"One Night in Miami" a strong directorial debut for Regina King

Leslie Odom Jr. appears in a scene from “One Night in Miami.”

Academy Award-winning actress Regina King makes a successful transition from in front of the camera to behind it with “One Night in Miami.”

King’s directorial debut, a stirring drama with a powerful ensemble, uses four voices from the 1960s to deliver a message of civil rights and racial relations that is just as relevant today.

“One Night in Miami” tells the fictional account of a meeting between Malcolm X (Kingsley Ben-Adir), Cassius Clay (Eli Goree), Sam Cooke (Leslie Odom Jr.) and Jim Brown (Aldis Hodge) in a Miami hotel after Clay’s heavyweight title win over Sonny Liston on Feb. 25, 1964.

What begins as a celebration of Clay’s victory soon transforms into discussions on what these four men are doing with their celebrity platforms and how they are doing their part to advance the civil rights era discussions.

The film is based on a play of the same name, but King does a really good job of expanding the story beyond the hotel room. The first half of the film provides a sense of who these men are and why they were looked at as leaders during this time.
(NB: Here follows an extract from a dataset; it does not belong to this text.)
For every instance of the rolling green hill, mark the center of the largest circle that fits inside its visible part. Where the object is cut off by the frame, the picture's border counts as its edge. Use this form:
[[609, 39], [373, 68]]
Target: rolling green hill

The four leads are all outstanding in their respective roles, giving performances that are unique but also complimentary to their co-stars.
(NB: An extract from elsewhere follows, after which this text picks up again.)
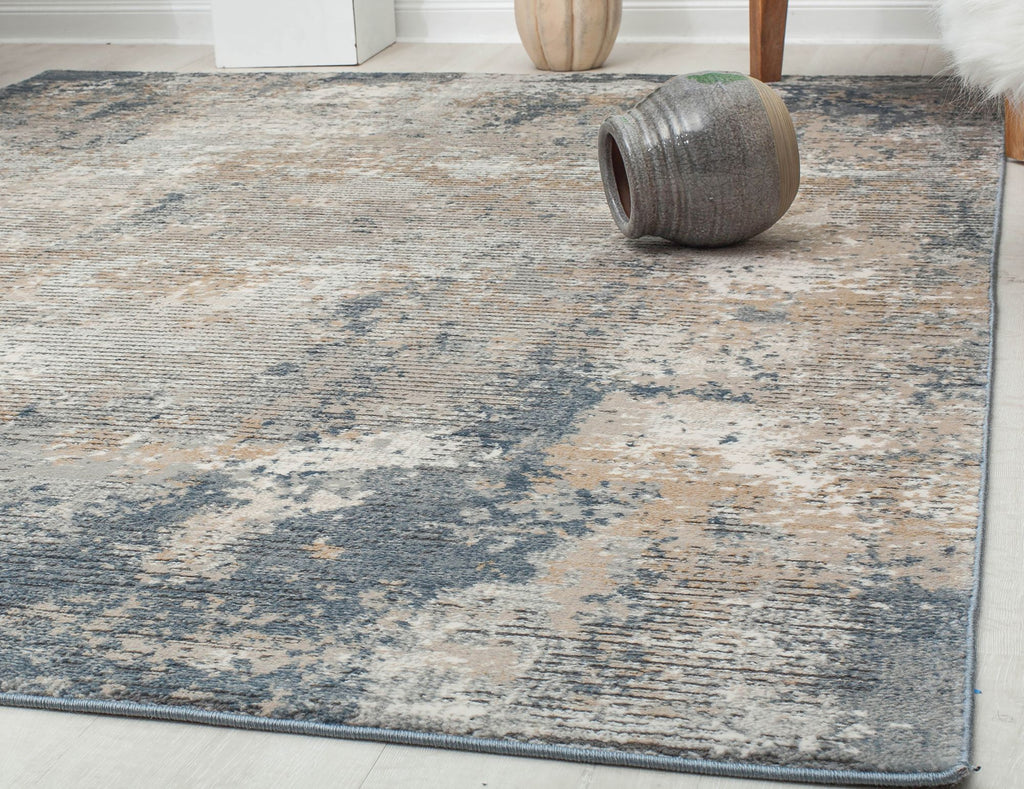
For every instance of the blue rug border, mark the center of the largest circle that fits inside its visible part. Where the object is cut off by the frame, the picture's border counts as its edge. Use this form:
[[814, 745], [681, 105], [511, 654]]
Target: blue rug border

Ben-Adir’s Malcolm X is very reflective in a way that we haven’t seen on film. Hodge brings the physical presence and quiet intensity to Brown, while Goree makes for a much better Clay than Will Smith in the Muhammad Ali bio picture from the late 1990s.
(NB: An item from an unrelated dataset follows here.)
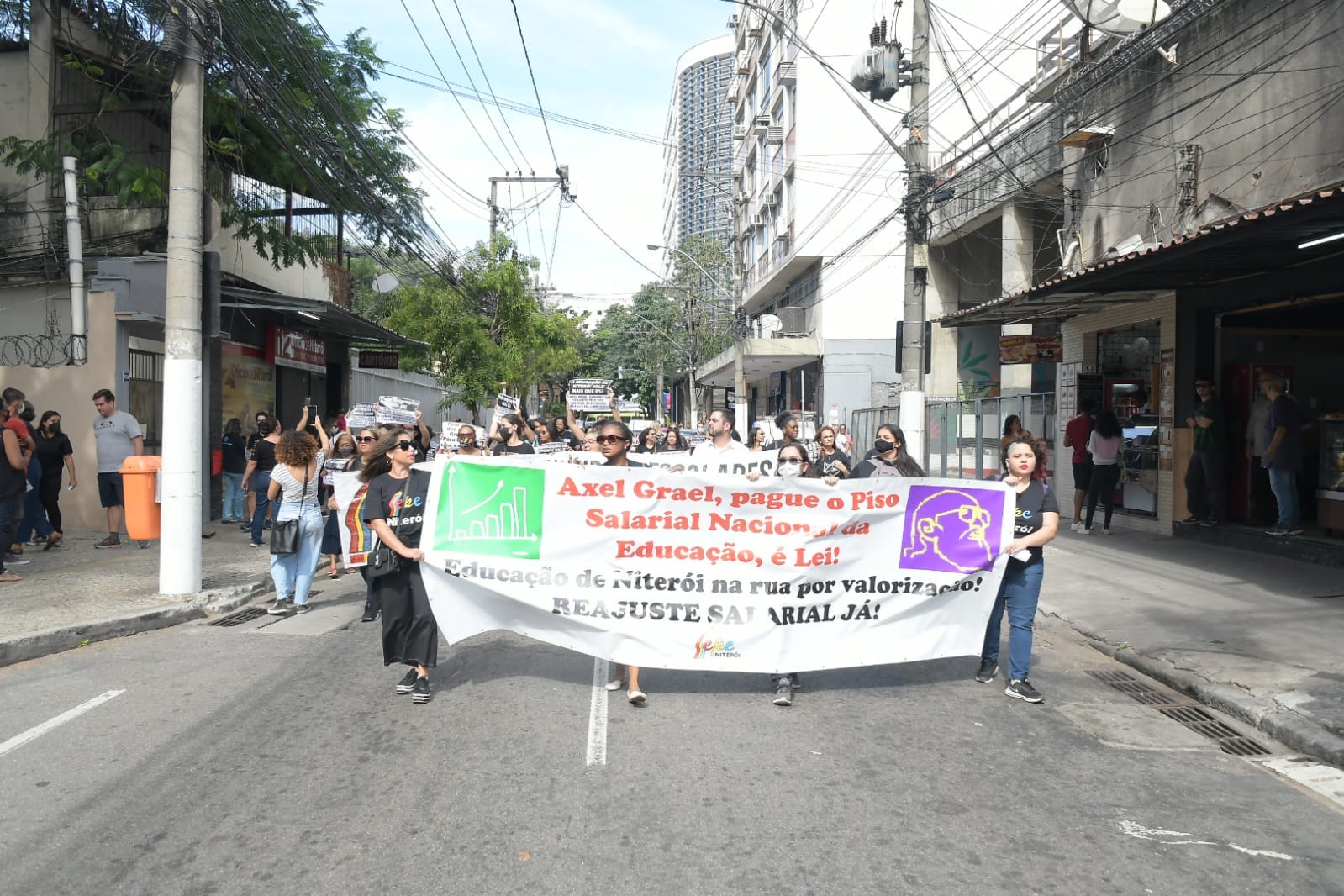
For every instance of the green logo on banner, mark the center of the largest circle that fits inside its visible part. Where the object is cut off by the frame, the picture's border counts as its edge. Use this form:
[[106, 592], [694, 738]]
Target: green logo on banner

As good as the other three men are, Odom Jr. is the true standout in the film. Odom captures Cooke’s larger-than-life persona both on stage and off, creating a man struggling with his stardom in an era when racial tensions were heightened. It’s the kind of role that (deservedly) garners awards considerations.

It takes a really good director with a keen sense of pacing to allow these four dynamic performances room to shine, which is what King does.

King keeps it simple for the most part in her directorial debut, and she lets her actors do the heavy lifting. The result is a film that packs a pretty emotional punch and signals the arrival of King not just as an outstanding actress, but an outstanding filmmaker as well.